While the Banco Delta Asia may unfreeze some North Korean assets US banks are banned from dealing with the bank. This will no doubt severely hurt its banking activity. The reaction of the Chinese clearly shows that this will cause difficulties for upcoming talks. I suppose people will express surprise if there are new problems when the talks begin again.
Rift opens over U.S. bank move ahead of nuclear talks
Thu Mar 15, 2007 7:54 AM EST
By Chris Buckley
BEIJING (Reuters) - A rift opened between the United States and China on Thursday on how to end a dispute about North Korean bank accounts, with China angry over a U.S. decision it said might harm talks to end Pyongyang's nuclear threat.
U.S. envoy Christopher Hill said the decision on North Korean accounts frozen in Macau's Banco Delta Asia (BDA) would help advance a deal obliging Pyongyang to close the reactor at the heart of its nuclear weapons program.
"I think we have fulfilled what we need to do," Hill told reporters of the bank decision. "I think we will get ourselves into a situation where BDA will not pose a stumbling block to the six-party process."
Those talks, which group the two Koreas, the United States, China, Japan and Russia, struck an accord on February 13 giving North Korea 60 days to shut its Yongbyon reactor in return for energy aid and security pledges.

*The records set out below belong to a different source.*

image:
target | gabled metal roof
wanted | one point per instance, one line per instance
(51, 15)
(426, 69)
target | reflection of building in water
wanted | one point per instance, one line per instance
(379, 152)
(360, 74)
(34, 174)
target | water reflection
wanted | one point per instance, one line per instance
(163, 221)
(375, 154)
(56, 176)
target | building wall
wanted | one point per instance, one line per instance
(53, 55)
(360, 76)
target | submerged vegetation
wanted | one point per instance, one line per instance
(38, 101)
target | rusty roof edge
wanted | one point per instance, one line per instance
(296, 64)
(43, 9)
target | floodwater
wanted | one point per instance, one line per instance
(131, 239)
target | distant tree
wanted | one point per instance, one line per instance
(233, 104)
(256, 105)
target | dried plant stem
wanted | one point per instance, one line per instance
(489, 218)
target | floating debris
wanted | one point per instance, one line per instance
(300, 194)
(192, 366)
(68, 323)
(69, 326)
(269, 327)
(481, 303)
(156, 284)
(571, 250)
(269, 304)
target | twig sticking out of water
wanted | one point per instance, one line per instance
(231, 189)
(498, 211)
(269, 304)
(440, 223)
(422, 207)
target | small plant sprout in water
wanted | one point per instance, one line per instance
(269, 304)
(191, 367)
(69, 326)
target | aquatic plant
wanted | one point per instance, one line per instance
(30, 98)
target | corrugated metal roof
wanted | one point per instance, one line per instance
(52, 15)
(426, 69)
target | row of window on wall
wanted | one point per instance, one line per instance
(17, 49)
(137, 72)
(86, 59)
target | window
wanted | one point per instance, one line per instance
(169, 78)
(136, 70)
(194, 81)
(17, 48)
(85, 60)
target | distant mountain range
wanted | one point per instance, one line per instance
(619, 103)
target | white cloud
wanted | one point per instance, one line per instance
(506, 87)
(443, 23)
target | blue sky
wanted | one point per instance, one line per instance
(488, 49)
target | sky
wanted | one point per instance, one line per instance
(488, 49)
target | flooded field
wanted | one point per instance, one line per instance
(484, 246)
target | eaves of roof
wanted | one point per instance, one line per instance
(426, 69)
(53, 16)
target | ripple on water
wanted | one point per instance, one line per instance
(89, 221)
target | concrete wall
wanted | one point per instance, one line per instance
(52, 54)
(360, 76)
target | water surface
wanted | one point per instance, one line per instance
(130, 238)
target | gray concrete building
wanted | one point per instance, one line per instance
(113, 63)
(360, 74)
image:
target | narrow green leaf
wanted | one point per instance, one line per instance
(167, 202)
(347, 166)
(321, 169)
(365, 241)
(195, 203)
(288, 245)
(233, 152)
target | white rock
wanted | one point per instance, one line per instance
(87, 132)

The United States then also promised to defuse within 30 days North Korea's complaints about the bank crackdown.
Pyongyang had no immediate comment on the bank move in which the U.S. Treasury Department barred U.S. banks from dealing with Banco Delta Asia.
The Treasury's announcement signaled an end to its 18-month investigation in Banco Delta Asia, which the United States says was a "willing pawn" in illicit North Korean financial dealings.
The U.S. move will allow the Chinese-controlled gambling enclave of Macau to decide whether to release an estimated $8 million to $12 million in frozen accounts.
But China, which worked closely with Hill in the disarmament talks, abruptly criticized the U.S. decision, raising the risk the dispute has not been laid to rest ahead of fresh disarmament talks scheduled in Beijing next week.
"We express our regret at the United States insisting on using U.S. domestic law to apply a ruling," Foreign Ministry spokesman Qin Gang told a news conference.
The spokesman, grim-faced and notably downcast, said that China wanted any decision on the North Korean accounts to help protect Macau's financial and social stability and to help the six-party talks, which were stalled for more than a year over North Korea's anger at the bank squeeze.
"The reason China has expressed its regret because we have those two concerns and these should be fully taken into account," Qin said.
When pressed to elaborate on China's worries, Qin simply repeated the two concerns.
The Macau monetary authority also expressed "regret" over the U.S. decision, and said it would take steps necessary to maintain Macau's financial stability.
The bank move was the latest in a burst of diplomacy ahead of the talks on Monday aimed at implementing the first phase of the disarmament plan before a 60-day deadline.
International Atomic Energy Agency chief Mohamed ElBaradei was in Beijing on Thursday after visiting North Korea to negotiate the return of IAEA nuclear inspectors to the country.
ElBaradei said North Korea would be ready to re-admit its inspectors for the first time since the North kicked them out in late 2002, but that Pyongyang had made settling the dispute over what Washington has called illicit banking a condition for moving forward with denuclearization.
In September 2005, Washington labeled BDA a "primary money-laundering concern" that helped funnel Pyongyang's takings from counterfeiting U.S. money, drug trafficking and other misdeeds.
Chinese spokesman Qin did not directly answer questions about whether his country would raise the bank issue in the six-party talks and what Beijing hopes Pyongyang's response will be.
"We will express our concerns to the United States through suitable channels," he said. "I can't speak for North Korea."
Pyongyang stunned the world last October with its first nuclear test, drawing widespread condemnation and U.N. sanctions.
An Australian diplomat who visited the reclusive country this week said on Thursday the North Koreans had assured him they were committed to seeing through the February 13 deal.